Bu noktada iklim krizi odaklı bir yapay zekâ dil modeli oluşturmak amacıyla yola çıktıklarını anlatan Erasmus, "Böylelikle iklim krizi odaklı yapılmış ilk model çalışmasını ürettik ve bu modele son 10 yıldaki aşırı hava olaylarını içeren iklime özgü derlemelerle bir dizi açık kaynağı işledik." ifadelerini kullandı.

Aşırı hava olaylarını yapay zekâ modeline işlerken El Nino ve La Nina etkisini de göz önünde bulunduklarını belirten Erasmus, makaleler, aşırı hava olaylarına ilişkin bildirimler ve iklim değişikliği konusunda geliştirilen son teknolojilere dair verileri modele ekledikleri bilgisini iletti.

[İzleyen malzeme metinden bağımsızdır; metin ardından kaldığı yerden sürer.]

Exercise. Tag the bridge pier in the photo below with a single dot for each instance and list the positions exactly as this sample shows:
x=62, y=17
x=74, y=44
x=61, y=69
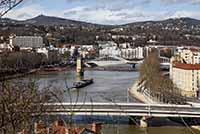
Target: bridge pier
x=143, y=122
x=79, y=67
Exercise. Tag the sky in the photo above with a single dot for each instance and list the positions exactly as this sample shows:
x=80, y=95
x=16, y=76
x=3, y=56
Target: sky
x=108, y=11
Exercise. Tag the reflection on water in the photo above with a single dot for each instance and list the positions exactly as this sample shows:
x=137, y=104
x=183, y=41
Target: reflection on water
x=108, y=86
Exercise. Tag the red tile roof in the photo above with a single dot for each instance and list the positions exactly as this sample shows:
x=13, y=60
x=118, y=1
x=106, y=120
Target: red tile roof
x=187, y=66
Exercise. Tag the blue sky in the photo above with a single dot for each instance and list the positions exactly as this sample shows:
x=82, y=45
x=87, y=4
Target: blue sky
x=108, y=11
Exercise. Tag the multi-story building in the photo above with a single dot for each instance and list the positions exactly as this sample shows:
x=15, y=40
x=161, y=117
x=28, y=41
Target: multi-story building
x=190, y=56
x=185, y=72
x=25, y=42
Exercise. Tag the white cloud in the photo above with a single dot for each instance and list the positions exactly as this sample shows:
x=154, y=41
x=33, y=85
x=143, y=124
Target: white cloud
x=191, y=14
x=103, y=14
x=25, y=12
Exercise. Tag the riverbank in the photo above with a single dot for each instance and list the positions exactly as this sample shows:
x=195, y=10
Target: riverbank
x=18, y=75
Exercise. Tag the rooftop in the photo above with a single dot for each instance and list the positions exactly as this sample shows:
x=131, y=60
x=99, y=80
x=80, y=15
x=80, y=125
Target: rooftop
x=187, y=66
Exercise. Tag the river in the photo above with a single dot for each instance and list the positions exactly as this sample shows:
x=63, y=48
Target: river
x=109, y=86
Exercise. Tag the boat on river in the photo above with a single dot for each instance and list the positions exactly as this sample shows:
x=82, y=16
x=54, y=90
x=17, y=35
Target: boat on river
x=82, y=83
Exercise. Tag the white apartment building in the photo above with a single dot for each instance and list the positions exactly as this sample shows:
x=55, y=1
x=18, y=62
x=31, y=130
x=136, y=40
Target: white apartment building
x=110, y=51
x=26, y=41
x=187, y=78
x=185, y=71
x=190, y=56
x=133, y=53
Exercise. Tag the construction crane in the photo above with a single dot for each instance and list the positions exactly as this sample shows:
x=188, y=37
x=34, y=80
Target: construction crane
x=7, y=5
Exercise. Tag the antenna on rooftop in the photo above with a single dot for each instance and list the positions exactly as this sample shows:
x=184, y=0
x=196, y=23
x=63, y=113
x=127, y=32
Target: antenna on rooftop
x=7, y=5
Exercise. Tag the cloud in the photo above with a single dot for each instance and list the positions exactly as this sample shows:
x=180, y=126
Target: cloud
x=25, y=12
x=106, y=11
x=191, y=14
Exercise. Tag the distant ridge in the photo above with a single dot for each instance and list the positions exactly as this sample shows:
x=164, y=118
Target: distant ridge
x=50, y=20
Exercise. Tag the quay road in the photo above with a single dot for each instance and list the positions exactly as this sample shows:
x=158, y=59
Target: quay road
x=122, y=109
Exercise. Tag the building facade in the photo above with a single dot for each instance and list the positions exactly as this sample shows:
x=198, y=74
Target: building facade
x=187, y=78
x=185, y=72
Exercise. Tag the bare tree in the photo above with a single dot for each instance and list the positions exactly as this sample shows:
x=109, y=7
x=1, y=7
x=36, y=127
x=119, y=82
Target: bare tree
x=17, y=102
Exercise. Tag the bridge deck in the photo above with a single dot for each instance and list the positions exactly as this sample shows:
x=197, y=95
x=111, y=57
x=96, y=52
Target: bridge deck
x=123, y=109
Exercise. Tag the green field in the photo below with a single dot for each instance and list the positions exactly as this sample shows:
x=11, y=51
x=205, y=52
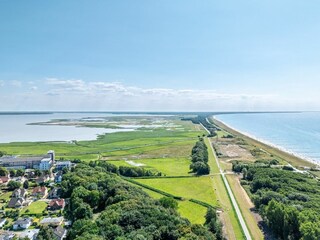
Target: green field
x=147, y=143
x=35, y=208
x=192, y=211
x=163, y=149
x=167, y=166
x=199, y=188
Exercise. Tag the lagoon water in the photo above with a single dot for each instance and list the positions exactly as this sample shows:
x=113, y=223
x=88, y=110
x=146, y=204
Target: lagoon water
x=298, y=133
x=14, y=128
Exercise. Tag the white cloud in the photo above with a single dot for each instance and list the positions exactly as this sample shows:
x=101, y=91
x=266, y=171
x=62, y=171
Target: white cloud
x=99, y=95
x=16, y=83
x=75, y=94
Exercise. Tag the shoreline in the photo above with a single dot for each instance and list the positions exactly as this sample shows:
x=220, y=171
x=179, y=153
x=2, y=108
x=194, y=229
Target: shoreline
x=278, y=149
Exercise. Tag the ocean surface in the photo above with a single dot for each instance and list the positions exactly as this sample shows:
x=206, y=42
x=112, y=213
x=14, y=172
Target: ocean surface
x=297, y=133
x=14, y=128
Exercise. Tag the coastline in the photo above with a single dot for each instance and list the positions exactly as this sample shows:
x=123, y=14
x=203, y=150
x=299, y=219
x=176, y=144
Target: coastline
x=288, y=155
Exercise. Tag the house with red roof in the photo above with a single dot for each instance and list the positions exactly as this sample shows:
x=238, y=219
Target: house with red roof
x=56, y=204
x=40, y=192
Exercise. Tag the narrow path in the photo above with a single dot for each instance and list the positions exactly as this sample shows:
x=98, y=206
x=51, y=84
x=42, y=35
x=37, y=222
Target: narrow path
x=233, y=200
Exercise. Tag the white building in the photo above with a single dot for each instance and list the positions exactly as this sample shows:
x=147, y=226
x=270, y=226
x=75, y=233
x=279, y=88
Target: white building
x=63, y=164
x=22, y=224
x=30, y=234
x=45, y=164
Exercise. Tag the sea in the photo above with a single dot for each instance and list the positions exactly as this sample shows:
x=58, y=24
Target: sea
x=14, y=127
x=297, y=133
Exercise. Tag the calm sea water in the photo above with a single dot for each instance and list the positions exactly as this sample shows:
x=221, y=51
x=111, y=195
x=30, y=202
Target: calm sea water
x=14, y=128
x=298, y=133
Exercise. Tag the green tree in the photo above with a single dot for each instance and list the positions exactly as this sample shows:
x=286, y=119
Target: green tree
x=12, y=173
x=168, y=202
x=3, y=171
x=45, y=233
x=19, y=173
x=12, y=185
x=26, y=184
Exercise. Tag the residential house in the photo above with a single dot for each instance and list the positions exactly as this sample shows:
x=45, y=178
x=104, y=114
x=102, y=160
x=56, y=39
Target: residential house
x=23, y=223
x=42, y=179
x=29, y=234
x=4, y=180
x=57, y=221
x=63, y=164
x=54, y=193
x=2, y=222
x=17, y=202
x=56, y=204
x=39, y=192
x=60, y=233
x=19, y=193
x=28, y=162
x=7, y=235
x=58, y=178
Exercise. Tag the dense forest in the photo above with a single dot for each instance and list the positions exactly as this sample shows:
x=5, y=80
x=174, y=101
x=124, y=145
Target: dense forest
x=103, y=206
x=199, y=159
x=288, y=201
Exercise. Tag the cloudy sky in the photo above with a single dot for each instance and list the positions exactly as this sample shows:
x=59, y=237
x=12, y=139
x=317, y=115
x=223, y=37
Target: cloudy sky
x=182, y=55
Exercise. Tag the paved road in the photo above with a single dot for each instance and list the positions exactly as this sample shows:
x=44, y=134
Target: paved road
x=233, y=200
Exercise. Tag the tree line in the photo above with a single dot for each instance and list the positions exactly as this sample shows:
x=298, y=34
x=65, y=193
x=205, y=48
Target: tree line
x=199, y=158
x=288, y=201
x=104, y=206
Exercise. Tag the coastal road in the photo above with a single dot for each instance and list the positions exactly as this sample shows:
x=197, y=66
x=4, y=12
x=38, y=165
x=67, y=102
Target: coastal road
x=233, y=200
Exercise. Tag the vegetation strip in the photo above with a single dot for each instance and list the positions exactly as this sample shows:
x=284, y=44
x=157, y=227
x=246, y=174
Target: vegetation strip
x=233, y=201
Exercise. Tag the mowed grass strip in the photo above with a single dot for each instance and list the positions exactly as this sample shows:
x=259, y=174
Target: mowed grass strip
x=192, y=211
x=229, y=218
x=211, y=161
x=199, y=188
x=167, y=166
x=245, y=205
x=231, y=223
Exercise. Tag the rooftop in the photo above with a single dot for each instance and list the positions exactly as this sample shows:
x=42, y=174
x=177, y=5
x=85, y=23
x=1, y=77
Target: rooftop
x=51, y=220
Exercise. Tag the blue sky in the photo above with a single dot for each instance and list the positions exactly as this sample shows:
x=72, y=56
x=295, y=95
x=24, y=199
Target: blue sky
x=163, y=55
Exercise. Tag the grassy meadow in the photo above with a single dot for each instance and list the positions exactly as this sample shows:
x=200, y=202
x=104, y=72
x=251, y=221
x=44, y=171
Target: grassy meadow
x=163, y=149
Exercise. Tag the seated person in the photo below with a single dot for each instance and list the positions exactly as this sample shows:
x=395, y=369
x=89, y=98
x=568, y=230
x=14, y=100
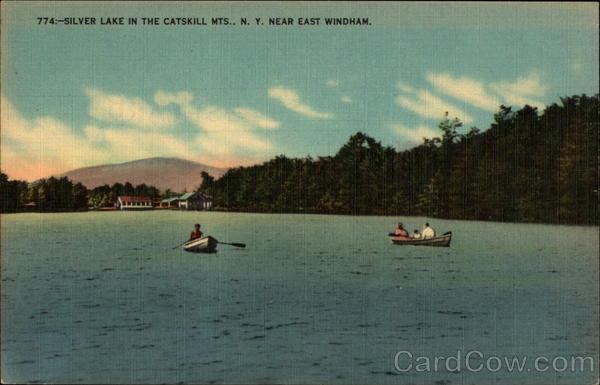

ClimateGPT’nin bilgilerini bilimsel makalelerden aldığına ve kaynakları da kullanıcılara gösterdiğine değinen Erasmus, yapay zekâ modelinin asıl amacının toplumun düşük karbonlu yaşam şekline daha hızlı adapte olabilmesi için yapılan çalışmalara katkı sunarak iklim değişikliğinin hızına yetişmek olduğunu ve bu bağlamda iklim değişikliğinin topluma olan etkilerini de ele aldıklarını kaydetti.

BM Sürdürülebilir Kalkınma Hedefleri'ni modele öğrettiklerini aktaran Erasmus, şu şekilde devam etti:

"İklim değişikliğine katkıları düşük olmasına rağmen Küresel Güney ülkeleri bunun yükünü taşıyor. Bu noktada eşitlik başta olmak üzere çeşitli yönlerden geliştirdiğimiz modelin bütünsel bir anlayış kazanmasını istedik. İklim değişikliği karşısında yürütülen çabaların hızlanması gerekiyor ve yapay zekâ bu anlamda büyük önem taşıyor. Bugünden sürdürülebilir bir yarına ulaşmak için önümüzde üstlenmemiz gereken bir dizi rol, vermemiz gereken bir dizi karar bulunuyor. Yakın zamanda yayımlanan bir araştırma, iklim değişikliği karşısında erken harekete geçme ile geç harekete geçme arasındaki maliyet farkının ortalama 100 trilyon dolar olduğunu ortaya çıkardı. Bu, aşağı yukarı küresel ekonominin 1 yıllık gayri safi milli hasılası demek."

"Doğru yanıt oranı yüzde 82"

Verilen cevapların doğruluğunu ABD'deki Georgetown Üniversitesi ile işbirliği yaparak test ettiklerini ve cevapların ortalama yüzde 82 oranında doğru çıktığını bildiren Erasmus, ClimateGPT'ye sorulan bir soru hakkında ne kadar çok akademik çalışma varsa, verilen yanıtın doğru olma ihtimalinin o kadar fazla olduğunu belirtti.

Erasmus, "Örneğin Ruanda'daki iklim etkilerine baktık. Buradaki doğruluk oranımız yüzde 58 ile yüzde 62 arasında değişiyordu. Veri tabanında bu bölge için çok fazla makale olmadığı için böyle bir sonuç aldık. Sonuç mükemmel değil ama yine de normal. Daha verimli cevaplar verebilmek için modelin veri tabanını her geçen gün geliştiriyoruz." diye konuştu.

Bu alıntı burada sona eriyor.